Addressing the political impasse on the issue, Cardinal Brady appealed to legislators at Stormont to work together to end what he called “this uncertain and disruptive situation”.

“Such agreement would send a strong signal to the whole community that local politicians can bring principled and constructive solutions to fundamental issues of concern to our society,” he said.

“Agreement on this issue is urgent and would signal that politics in Northern Ireland has come of age and is hard at work.” He appealed to parents “not to buy into the idea that only one type of school provides quality education” and he suggested that some parents “may need to look again at their attitudes” and reconsider their assumptions.

Dr Brady was speaking at St Patrick’s High School in Keady, Co Armagh which is an all-ability school and does not employ academic selection when choosing its intake.

Pat McAleavey, the school’s principal, suggested to The Irish Times that the school’s ability to cater for all pupils while retaining academic excellence for the most gifted, and its refusal to rely on entrance exams, meant it could act as a model for the reformed second-level sector.

Commission chairman Bishop Donal McKeown stressed the Catholic sector’s belief that academic selection at age 11 was inappropriate, claiming it led to what were seen as “pass schools and fail schools”. Addressing the new, unregulated transfer system, the commission recommends “access for all young people to an 11-19 education through reorganisation, federation or collaboration between schools and between schools and further education colleges”.

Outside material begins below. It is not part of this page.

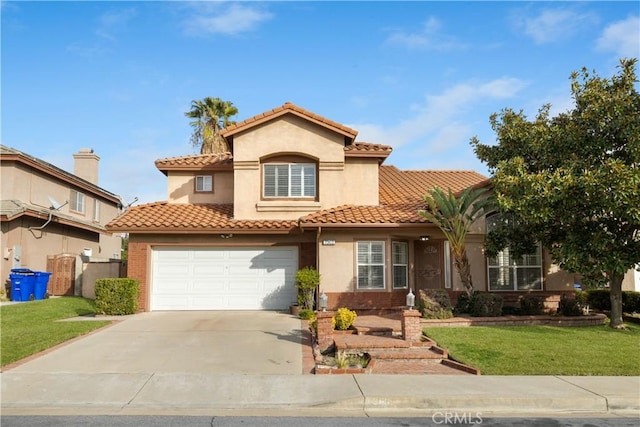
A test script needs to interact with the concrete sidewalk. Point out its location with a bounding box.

Some 30 Catholic grammar schools have said they will set their own independent entrance examinations beginning this autumn. Senior Catholic education sources said yesterday they were keen to maintain both the unity of Catholic schools and the likelihood that Catholic parents would continue to send their children to them.

Responding to the statement from the Catholic sector, Ms Ruane, who opposes any entrance tests, welcomed its call for her department’s guidelines to be followed by all Catholic schools. “If this policy is followed by schools then there is no need for any breakaway entrance tests in any schools,” she said. The SDLP said that a protracted lack of legislation surrounding schools transfer could prove damaging.

The DUP said the statement by the Catholic sector proved Ms Ruane was becoming “further isolated”.